Depuis octobre 2023, Amnesty International a mené des investigations approfondies sur 16 frappes aériennes israéliennes ayant fait 370 morts parmi les civil·e·s, dont 159 enfants, et des centaines de blessés. Elle a recueilli des preuves de crimes de guerre commis par les forces israéliennes, notamment des attaques menées directement ou sans discernement contre des civils, ainsi que d’autres attaques illégales et des sanctions collectives contre la population civile.
Pour les besoins de cette enquête, Amnesty International a interrogé 17 rescapés et témoins, étudié les sites des frappes, visité un hôpital où les blessés sont soignés, photographié les fragments des munitions utilisées lors des attaques afin de les faire identifier par des experts, examiné des vidéos et des photos obtenues auprès de sources locales et disponibles sur les réseaux sociaux, et examiné des images satellite des lieux.
Aucune preuve de la présence de cibles militaires dans ou autour des lieux ciblés
Dans ces trois cas, l’organisation n’a trouvé aucune preuve de la présence de cibles militaires dans ou autour des lieux ciblés par l’armée israélienne, ce qui fait craindre que ces frappes ne s’apparentent à des attaques directes contre des civils et des biens de caractère civil, qui constituent des crimes de guerre.
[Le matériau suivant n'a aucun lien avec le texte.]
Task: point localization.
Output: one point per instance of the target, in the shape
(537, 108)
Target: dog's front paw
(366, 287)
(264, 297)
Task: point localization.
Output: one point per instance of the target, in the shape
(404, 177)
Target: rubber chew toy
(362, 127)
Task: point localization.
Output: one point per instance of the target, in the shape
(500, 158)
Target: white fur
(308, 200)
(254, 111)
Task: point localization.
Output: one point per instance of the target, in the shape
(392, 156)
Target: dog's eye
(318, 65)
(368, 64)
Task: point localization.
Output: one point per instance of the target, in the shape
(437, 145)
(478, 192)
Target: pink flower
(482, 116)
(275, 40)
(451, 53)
Israël n’a fourni aucune précision sur les attaques à Rafah et n’a fourni que des informations générales au sujet de l’attaque sur al Maghazi, avant de les contredire.
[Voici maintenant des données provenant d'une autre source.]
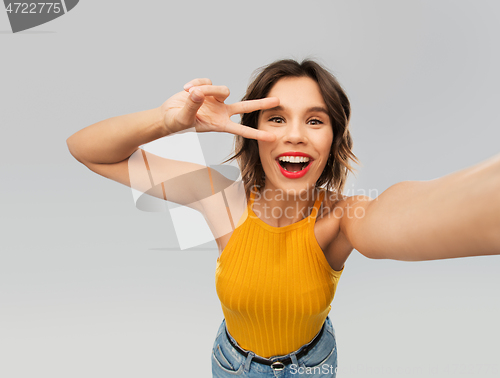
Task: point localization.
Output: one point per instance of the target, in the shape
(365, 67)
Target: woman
(285, 231)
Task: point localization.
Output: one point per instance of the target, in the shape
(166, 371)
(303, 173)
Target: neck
(280, 208)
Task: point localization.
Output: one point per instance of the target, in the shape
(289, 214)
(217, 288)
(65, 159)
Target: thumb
(187, 114)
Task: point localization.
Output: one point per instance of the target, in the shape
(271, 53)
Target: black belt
(278, 364)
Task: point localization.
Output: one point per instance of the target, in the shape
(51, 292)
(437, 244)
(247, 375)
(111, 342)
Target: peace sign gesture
(201, 105)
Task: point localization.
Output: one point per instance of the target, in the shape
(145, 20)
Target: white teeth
(294, 159)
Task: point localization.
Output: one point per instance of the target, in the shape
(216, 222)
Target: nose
(295, 133)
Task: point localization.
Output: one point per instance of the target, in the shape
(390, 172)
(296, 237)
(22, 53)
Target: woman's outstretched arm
(456, 215)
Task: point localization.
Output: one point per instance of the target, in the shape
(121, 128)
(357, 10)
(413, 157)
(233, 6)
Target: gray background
(91, 286)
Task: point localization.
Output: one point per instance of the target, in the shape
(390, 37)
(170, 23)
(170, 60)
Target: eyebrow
(312, 109)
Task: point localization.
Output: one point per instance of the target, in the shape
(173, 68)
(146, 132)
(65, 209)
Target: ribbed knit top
(275, 284)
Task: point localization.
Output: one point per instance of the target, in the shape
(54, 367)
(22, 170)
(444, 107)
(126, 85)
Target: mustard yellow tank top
(275, 284)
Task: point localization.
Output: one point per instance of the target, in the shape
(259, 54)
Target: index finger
(249, 132)
(250, 106)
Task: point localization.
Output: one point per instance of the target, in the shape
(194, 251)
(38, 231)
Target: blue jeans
(320, 361)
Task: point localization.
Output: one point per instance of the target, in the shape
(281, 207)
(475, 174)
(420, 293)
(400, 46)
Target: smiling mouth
(293, 167)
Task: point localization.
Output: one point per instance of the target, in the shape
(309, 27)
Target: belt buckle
(277, 365)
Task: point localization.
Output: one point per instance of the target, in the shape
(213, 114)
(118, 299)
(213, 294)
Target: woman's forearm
(456, 215)
(115, 139)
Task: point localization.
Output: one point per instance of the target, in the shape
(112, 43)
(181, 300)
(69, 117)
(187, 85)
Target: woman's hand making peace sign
(201, 105)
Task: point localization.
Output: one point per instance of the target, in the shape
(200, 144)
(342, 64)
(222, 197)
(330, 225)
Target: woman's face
(304, 135)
Même si le but des forces israéliennes était de cibler des objectifs militaires légitimes à proximité de ces trois frappes, les éléments indiquent que ces attaques n’ont pas opéré de distinction entre objectifs militaires et biens de caractère civil et, à ce titre, auraient été menées sans discernement. Ce type d’attaques qui tuent ou blessent des civil·es, ou détruisent ou endommagent des biens de caractère civil, constituent des crimes de guerre.
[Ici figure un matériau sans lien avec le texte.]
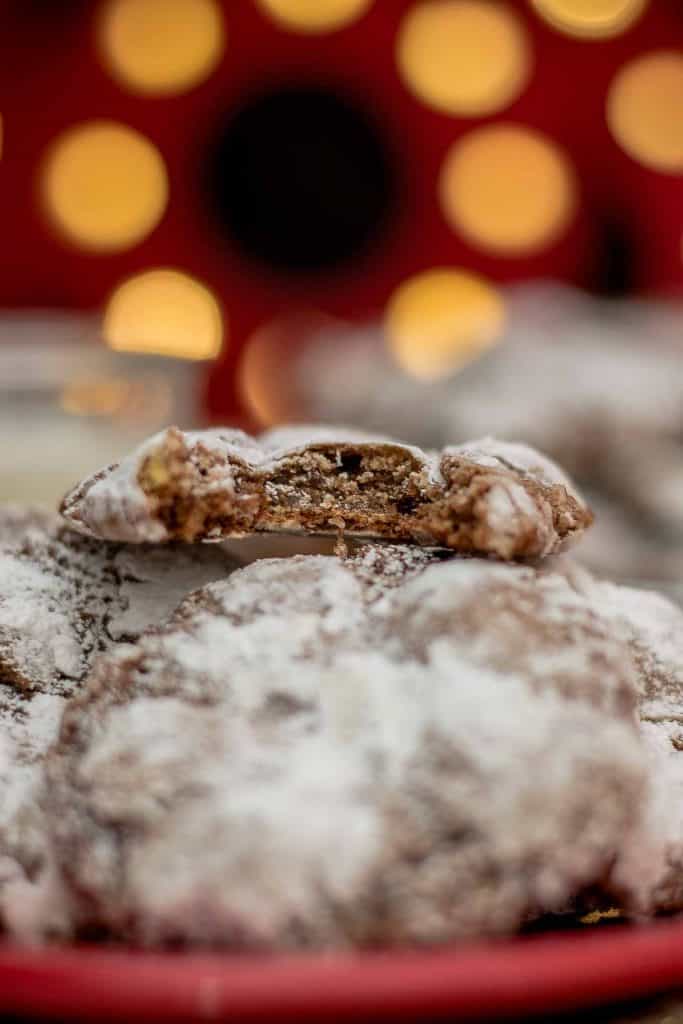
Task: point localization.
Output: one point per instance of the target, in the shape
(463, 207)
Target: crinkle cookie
(318, 753)
(63, 597)
(485, 497)
(649, 873)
Les éléments de preuve recueillis indiquent également que l’armée israélienne n’a pas donné d’avertissement, tout au moins aux personnes vivant dans les endroits touchés, avant de lancer les attaques.
Le 7 mai, Amnesty International a adressé des questions aux autorités israéliennes au sujet de ces frappes. Au moment de la publication du présent document, elle n’avait pas encore reçu de réponse.
Camp de réfugiés d’al Maghazi : la frappe a touché une table de babyfoot, faisant 15 morts
Les munitions ont atterri au milieu de la rue d’un marché, où des enfants jouaient autour d’un babyfoot.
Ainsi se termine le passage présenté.